Judy Chicago, the artist behind the “The Dinner Party” — her most famous work featuring sculptures she’s alternately described as inspired by butterflies and female genitalia — said the upcoming fireworks show will bring to life similar themes.

“The butterfly imagery is very basic to 'The Dinner Party,' so I kind of like that idea of that form getting out of the museum, escaping the confines of the plates and liberating itself into the air,” Chicago said.

That liberation will happen in a 20-minute show called "A Butterfly for Brooklyn" that will feature "hundreds and hundreds" of fireworks, 1,200 road flares and 1,600 feet of LED lights set up on an acre of Prospect Park’s Long Meadow, Chicago said.

“It’s the most ambitious and complex piece I’ve ever done,” she said.

Chicago and a team of dozens of workers will begin constructing the framework of the “butterfly” on Monday, working through the week to prepare for the performance on Saturday, April 26. For those six days, part of Long Meadow will be closed.

Chicago says the fireworks are "a gift" to the borough where “The Dinner Party” has been on permanent display at the Brooklyn Museum since 2007. The piece with vulva-like images painted on 39 dinner plates has raised eyebrows.

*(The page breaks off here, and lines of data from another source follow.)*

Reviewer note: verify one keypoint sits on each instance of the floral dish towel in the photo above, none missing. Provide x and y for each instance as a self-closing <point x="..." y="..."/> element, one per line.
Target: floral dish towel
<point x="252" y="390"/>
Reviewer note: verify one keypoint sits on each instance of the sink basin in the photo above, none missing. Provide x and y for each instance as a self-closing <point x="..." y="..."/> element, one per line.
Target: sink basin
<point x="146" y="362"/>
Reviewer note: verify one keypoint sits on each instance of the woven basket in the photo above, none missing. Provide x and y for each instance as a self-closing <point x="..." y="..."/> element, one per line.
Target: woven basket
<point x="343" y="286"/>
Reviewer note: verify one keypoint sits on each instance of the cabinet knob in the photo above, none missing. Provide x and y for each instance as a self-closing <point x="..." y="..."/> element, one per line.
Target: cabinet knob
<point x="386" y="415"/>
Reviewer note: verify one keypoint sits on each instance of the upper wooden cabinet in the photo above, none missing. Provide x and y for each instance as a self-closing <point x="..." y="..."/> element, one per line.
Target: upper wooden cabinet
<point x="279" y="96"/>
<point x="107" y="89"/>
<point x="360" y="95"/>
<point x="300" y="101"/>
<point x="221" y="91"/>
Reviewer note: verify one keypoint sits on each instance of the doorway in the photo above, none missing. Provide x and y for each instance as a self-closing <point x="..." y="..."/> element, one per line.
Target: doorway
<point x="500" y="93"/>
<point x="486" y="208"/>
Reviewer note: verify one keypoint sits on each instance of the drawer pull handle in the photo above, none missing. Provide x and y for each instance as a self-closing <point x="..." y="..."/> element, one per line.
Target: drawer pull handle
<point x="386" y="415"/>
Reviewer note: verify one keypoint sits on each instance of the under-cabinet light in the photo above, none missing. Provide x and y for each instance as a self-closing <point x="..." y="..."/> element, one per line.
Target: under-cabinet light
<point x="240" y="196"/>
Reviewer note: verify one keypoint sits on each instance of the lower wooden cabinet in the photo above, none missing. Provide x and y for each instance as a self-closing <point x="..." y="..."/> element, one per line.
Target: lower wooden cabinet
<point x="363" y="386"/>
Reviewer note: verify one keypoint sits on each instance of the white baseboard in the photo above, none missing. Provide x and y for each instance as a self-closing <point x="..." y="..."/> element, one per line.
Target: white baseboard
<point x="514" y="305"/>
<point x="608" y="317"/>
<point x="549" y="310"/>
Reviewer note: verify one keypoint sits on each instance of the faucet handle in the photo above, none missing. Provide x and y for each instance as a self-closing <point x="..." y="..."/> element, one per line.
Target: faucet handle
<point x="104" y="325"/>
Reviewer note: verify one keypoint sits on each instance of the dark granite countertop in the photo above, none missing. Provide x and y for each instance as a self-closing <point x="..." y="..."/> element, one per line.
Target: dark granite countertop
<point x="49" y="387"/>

"Those plates that do include vaginal references were created with the goal of establishing a visual iconography of female agency, something that is sorely lacking in art history prior to 'The Dinner Party,'" Chicago explained on her website.

The fireworks show is part of an exhibition of Chicago's work from the '70s and '80s, as part of the museum's Elizabeth A. Sackler Center for Feminist Art. The year-long retrospective coincides with the year of the artist's 75th birthday, which is in July.

"A Butterfly for Brooklyn" will start at 7:30 p.m. Saturday, April 26. It is free and open to the public.